Brennesseln gehören nicht nur zu den Zeigerpflanzen, die uns die Beschaffenheit des Gartenbodens anzeigen, sondern sie eignen sich auch besonders gut für die Herstellung eines ausgezeichneten Düngemittels. Vor der Blüte sollte man sie ernten und entweder kleingehackt unter den Kompost mischen (Samen und Wurzeln entfernen) oder man setzt einen Sud an, der nach der Reife als Flüssig-Dünger dient. Für den Sud benötigen Sie ca 1 kg Brenneselgrün (ohne Blüten/Samenstände und Wurzeln). Die Brenneseln werden klein geschnitten und mit 10 Liter Wasser in einem locker verschließbaren Gefäß (kein Eisengefäß) aufgesetzt, daß möglichst sonnig stehen sollte.

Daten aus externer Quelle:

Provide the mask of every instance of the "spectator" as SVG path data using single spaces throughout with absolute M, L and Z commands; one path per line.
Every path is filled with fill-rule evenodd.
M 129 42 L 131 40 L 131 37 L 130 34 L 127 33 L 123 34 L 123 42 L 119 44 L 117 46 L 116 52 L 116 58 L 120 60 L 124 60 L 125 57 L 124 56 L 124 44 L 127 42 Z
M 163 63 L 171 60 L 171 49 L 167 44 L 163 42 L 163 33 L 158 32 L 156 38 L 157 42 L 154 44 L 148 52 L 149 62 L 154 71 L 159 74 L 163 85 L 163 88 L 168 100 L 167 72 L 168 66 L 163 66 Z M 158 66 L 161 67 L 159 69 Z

Den Sud täglich mehrmals umrühren. Erst wenn sich beim Umrühren kein Schaum mehr bildet (nach ca. 2 bis 6 Wochen) ist die Brennnesseljauche fertig. Einen Nachteil hat die Herstellung der Jauche sie stinkt! Das Problem kann ein wenig gelindert werden, indem man Gesteinsmehl dazu gibt, das den Geruch bindet. Die fertige Jauche wird gesiebt und entweder pur zum Anreichern von Kompost benutzt (was auch den Verrottungsprozess beschleunigt) oder im Verhältnis 1:10 (1 L Jauche mit 10 L) mit Wasser gemischt und dann mit einer Gieskanne in die Beete gegeben wird. Für einen Jauchesud eigenen sich auch Kohl und Holunderlaub.

Übrigens lassen sich frische Brennnesseln auch als Gemüse für Suppen verwenden.